Grandmother on the wheelchair in the garden
Grandmother on the wheelchair in the garden

             Now some may wonder how a police officer got involved in educating people about Alzheimer’s.  I was assigned by my Sheriff to implement a tracking program to help deal with individuals with cognitive disorders that cause them to wander away from caregivers.  As I went out and met these amazing people and families, I began to realize that they were all struggling from more than just the wandering.  I realized that there were victims of Alzheimer’s who did not even recognized their family members.  In their mind, they were living with strangers.  I met an 80 year old woman who could tell me all about the high school basketball game she played last night, but had no idea who the people were that cared for her.  In her mind, she was 16 years old, and as far as she knew, her daughter, son-in-law, and grandson were “they nice people that took care of her”.  I cannot imagine the hurt involved when your mother has no idea who you are.  I have often heard it said many times that the caregiver suffers more than the individual suffering from Alzheimer’s.  These caregivers are losing that person.  They are watching them disappear and become a totally different person.
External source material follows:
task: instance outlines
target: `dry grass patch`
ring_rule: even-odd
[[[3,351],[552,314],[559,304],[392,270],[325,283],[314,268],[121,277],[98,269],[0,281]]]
             I have responded to calls where a husband thought his wife was an intruder in the house.  In one particular case, the husband stabbed his wife thinking she was an intruder.  There have been situations where a wife rolled over in the bed and did not recognize her husband in the bed with her.  I have responded to Break Inns where the complaint was that someone came in and rearranged the furniture.  Imagine a police officer pulling over a car for weaving and approaching the driver.  The driver very descriptively articulates where he is coming from and where he is going.  The observant officer notices two notes taped to the dashboard.  The one on the right says “Gas” while the one on the left says “Brake”.  Would you want that officer to be able to recognize this subtle sign of Alzheimer’s be sure not to let him drive away? 

             We all need to be a support for everyone in society.  While we may want to stay away from those suffering from Alzheimer’s for their safety, keep in mind that many are still living at home with a spouse who is their only caregiver.  Even though it may not be safe to go by and visit, call them or email them.  Let them know that they still matter.  Offer to run errands or pick up their prescriptions for them.  It is not easy for a caregiver to leave their loved one alone even for a short period of time. You could be their saving grace.

             The point that I would like to get across, is that everyone matters.  I want you to envision two one hundred-dollar bills.  One has been around for 20 years and is warn, crumpled and wrinkled.  The second is a fresh bill.  It has hardly been used.  While one is in rough shape and one is crisp and clean, they are both worth the same.  We are all worth something.

             As we go through these trials that the world gives us, I would like for all of us to realize that it does not matter if your neighbor is the wrinkled dollar bill or the fresh one.  It does not matter if they are the caregiver or the victim of Alzheimer’s Disease.  We are all worth something and I would ask all of you to treat each other that way.